Infrações não pontuadas na CNH
Barrato ressalta ainda que a legislação de trânsito permite que alguns tipos de infrações não sejam pontuadas na CNH, como acontece com veículos registrados em nome de empresas. “Quando o assunto são as multas NIC, os órgãos de trânsito de alguns municípios e estados brasileiros estão descumprindo os protocolos exigidos no processo de autuação e aplicando as penalidades sem a realização do processo administrativo. Para os proprietários dos veículos, trata-se de uma forma de cercear os direitos estabelecidos em lei, com a aplicação automática da multa”, considera.
De acordo com o advogado, as infrações cometidas pelos condutores desses veículos implicam na indicação obrigatória do motorista, mas, em diversos casos, o condutor não é apontado, o que resulta na geração de uma segunda multa NIC.

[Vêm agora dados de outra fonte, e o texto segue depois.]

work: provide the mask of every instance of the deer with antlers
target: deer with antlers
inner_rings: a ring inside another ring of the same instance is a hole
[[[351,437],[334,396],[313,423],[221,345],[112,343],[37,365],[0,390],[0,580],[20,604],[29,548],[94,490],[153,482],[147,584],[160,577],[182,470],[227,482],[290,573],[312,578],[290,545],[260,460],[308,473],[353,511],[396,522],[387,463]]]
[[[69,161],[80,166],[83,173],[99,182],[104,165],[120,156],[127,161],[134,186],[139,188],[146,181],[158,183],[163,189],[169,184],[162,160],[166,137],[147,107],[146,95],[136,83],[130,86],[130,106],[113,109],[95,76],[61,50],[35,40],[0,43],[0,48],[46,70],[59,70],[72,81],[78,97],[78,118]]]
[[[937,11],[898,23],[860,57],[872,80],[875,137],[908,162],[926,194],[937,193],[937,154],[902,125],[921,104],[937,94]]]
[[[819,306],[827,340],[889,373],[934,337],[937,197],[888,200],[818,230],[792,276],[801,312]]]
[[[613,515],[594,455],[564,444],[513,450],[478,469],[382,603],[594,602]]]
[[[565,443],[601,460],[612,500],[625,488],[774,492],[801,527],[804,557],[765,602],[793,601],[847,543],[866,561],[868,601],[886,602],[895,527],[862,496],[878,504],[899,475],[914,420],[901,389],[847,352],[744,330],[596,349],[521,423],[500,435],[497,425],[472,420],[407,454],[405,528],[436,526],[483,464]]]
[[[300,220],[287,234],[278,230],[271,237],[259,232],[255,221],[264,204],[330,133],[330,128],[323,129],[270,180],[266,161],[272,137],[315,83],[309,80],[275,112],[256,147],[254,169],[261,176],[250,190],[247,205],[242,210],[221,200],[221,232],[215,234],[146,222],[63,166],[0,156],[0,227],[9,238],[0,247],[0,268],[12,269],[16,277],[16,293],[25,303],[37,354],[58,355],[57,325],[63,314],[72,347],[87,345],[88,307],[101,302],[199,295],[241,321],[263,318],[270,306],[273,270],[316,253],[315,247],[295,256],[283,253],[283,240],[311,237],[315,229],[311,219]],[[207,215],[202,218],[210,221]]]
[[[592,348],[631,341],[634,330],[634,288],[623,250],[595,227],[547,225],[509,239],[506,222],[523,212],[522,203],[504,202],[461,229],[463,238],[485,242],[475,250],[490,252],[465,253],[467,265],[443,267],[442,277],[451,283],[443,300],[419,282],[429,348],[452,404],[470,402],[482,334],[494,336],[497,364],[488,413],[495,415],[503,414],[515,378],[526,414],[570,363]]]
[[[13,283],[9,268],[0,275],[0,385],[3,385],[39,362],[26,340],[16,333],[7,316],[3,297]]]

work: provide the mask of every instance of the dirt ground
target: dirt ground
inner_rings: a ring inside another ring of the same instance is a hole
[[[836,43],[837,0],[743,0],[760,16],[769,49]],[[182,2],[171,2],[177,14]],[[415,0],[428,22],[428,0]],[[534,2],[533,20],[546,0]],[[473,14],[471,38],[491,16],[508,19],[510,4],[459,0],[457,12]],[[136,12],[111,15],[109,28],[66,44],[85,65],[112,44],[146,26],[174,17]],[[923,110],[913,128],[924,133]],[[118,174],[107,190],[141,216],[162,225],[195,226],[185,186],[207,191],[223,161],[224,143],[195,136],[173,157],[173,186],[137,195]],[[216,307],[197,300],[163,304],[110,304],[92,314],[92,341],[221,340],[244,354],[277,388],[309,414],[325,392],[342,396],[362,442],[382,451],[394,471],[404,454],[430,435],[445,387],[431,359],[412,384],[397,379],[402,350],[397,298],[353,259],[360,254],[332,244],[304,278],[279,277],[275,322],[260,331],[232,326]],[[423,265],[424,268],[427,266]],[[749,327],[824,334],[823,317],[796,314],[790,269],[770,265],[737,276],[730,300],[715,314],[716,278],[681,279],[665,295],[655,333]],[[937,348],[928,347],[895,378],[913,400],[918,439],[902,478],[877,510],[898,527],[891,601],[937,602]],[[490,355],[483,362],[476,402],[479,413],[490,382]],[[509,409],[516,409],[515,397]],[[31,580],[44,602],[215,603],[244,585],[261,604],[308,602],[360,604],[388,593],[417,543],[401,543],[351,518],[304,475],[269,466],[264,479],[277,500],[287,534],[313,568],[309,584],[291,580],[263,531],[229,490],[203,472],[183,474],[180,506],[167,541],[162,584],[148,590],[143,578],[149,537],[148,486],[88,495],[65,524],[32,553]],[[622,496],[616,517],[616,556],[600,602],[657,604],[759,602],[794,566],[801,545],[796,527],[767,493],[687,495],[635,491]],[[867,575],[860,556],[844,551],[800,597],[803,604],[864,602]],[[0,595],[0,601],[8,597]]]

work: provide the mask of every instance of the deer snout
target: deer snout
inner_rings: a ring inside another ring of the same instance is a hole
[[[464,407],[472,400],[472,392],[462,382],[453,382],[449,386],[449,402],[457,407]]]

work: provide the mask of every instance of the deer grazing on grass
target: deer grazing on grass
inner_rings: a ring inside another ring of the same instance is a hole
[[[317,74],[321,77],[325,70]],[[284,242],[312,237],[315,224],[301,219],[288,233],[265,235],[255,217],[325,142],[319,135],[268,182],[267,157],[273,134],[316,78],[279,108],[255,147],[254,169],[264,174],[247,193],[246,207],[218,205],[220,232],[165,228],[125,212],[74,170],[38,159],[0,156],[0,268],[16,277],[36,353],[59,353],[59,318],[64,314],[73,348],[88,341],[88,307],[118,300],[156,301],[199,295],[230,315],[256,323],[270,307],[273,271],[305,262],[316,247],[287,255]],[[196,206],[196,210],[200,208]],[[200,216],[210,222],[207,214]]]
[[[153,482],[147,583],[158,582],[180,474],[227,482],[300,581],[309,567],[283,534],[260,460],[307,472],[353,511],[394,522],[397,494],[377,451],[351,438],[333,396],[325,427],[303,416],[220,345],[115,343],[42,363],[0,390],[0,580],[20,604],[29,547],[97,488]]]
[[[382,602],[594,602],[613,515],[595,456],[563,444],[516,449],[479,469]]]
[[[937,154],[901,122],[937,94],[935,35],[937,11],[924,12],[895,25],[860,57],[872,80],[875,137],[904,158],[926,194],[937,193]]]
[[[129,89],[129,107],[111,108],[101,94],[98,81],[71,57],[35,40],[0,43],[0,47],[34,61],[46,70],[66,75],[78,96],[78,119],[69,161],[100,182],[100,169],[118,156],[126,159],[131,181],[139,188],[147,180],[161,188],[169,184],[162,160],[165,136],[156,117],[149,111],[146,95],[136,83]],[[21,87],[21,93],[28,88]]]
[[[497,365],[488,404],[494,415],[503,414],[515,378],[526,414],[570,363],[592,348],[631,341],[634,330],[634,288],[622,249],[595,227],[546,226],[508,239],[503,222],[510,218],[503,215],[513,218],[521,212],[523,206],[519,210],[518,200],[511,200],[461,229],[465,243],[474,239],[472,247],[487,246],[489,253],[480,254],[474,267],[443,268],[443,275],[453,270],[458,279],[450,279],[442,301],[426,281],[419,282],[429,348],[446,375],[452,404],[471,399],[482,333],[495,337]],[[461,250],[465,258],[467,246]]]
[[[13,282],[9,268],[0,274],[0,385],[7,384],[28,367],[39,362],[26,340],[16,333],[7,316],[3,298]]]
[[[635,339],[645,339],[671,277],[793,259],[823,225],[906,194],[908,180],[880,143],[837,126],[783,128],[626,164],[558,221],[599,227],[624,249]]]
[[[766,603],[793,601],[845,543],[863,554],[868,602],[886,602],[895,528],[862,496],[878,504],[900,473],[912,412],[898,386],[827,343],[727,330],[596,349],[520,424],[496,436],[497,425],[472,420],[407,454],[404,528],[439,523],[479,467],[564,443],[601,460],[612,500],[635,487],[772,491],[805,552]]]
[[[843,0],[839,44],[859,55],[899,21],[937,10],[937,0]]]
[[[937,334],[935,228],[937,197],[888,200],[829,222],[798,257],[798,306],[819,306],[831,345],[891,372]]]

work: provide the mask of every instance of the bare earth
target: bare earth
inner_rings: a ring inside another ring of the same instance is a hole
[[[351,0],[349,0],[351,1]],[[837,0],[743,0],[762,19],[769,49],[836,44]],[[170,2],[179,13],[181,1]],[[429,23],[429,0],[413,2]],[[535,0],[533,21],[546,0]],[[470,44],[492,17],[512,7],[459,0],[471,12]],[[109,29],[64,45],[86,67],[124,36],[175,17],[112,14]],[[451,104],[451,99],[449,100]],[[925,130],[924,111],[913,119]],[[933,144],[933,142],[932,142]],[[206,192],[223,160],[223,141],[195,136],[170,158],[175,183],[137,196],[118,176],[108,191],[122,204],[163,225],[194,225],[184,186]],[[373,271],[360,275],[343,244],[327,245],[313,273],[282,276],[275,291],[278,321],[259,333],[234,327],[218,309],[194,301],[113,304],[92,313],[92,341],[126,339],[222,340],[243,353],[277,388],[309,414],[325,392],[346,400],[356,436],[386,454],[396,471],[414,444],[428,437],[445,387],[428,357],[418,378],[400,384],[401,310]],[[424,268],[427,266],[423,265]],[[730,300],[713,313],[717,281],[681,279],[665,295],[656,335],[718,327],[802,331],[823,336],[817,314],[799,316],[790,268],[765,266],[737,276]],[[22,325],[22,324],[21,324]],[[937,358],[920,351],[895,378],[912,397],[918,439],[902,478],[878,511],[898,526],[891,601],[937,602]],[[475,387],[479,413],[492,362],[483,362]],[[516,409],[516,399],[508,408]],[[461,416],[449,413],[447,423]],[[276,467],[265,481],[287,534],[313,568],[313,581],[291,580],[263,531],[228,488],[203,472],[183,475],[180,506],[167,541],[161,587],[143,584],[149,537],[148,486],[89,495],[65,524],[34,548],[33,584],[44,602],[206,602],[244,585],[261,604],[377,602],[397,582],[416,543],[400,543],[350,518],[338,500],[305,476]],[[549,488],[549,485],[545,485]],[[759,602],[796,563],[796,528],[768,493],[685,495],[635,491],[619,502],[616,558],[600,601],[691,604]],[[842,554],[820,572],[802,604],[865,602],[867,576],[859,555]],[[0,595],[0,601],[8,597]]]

“Se houve uma infração por uso de telefone celular no trânsito, por exemplo, será aplicada ainda mais uma penalidade caso o condutor não seja indicado no prazo legal. No entanto, o Código de Trânsito prevê o dever de a empresa proprietária do veículo informar ao condutor. Caso não o faça, uma nova infração é cometida. O correto é que a empresa apresente o condutor dentro do prazo de 15 dias após a notificação ou autuação. Se a empresa não fizer isso, um novo processo de autuação é iniciado e culminará na aplicação de nova multa em decorrência da omissão”, esclarece.
O que diz a legislação
Dentro do protocolo legal, a multa de trânsito é, segundo Baratto, o resultado de um processo administrativo que envolve a notificação da infração, a comunicação ao proprietário e a possibilidade de recurso junto aos órgãos de trânsito, responsáveis pela análise dos argumentos apresentados.
Quando o processo é indeferido, o responsável pelo veículo ainda pode recorrer em outras instâncias superiores, e, somente no caso de uma segunda negativa por parte das autoridades, a multa é aplicada.
“Quando não há a identificação do condutor, o correto é iniciar um novo processo administrativo para que a empresa possa se pronunciar – o que pode ser acatado ou não. Porém, alguns Detrans e outros órgãos municipais estão infringindo essa etapa, com a aplicação da multa sem o direito de defesa”, afirma o advogado.
De acordo com ele, essa possibilidade de recurso está prevista no artigo 257 (inciso 8.º) do Código de Trânsito. “Ao não respeitar esse trâmite, os órgãos de trânsito levam à nulidade de cobranças e até mesmo ao direito de os proprietários questionarem judicialmente as multas para receber os valores que estão sendo cobrados ou que, em alguns casos, já foram até pagos”, explica.
Estatística
Embora o número de multas NIC tenha diminuído significativamente no ano de 2020 na comparação com 2019, quando foram registradas mais de 4,1 milhões de multas desse tipo, ainda assim, o volume registrado no último ano é considerado significativo, avalia o advogado.
Em sua opinião, essa redução pode estar ligada às políticas de isolamento social e ao desaquecimento econômico provocado pela pandemia de Covid-19, resultando em um impacto econômico às empresas que possuem esse tipo de veículo. “Como não há previsão legal de que a penalidade possa ser redirecionada aos sócios, se nenhum condutor for apontado, ninguém leva pontos na CNH. O valor, no entanto, é computado compulsivamente. Além disso, fica claro que a preocupação é muito mais econômica do que educativa”, acentua.
No Brasil, o estado que lidera o ranking de multas NIC emitidas é São Paulo, com um total de 990.445 ocorrências, segundo o Denatran. Minas Gerais fica em segundo lugar com 114.306 multas emitidas. De acordo o estudo, Paraná, Rio de Janeiro e Rio Grande do Sul também apresentam números expressivos.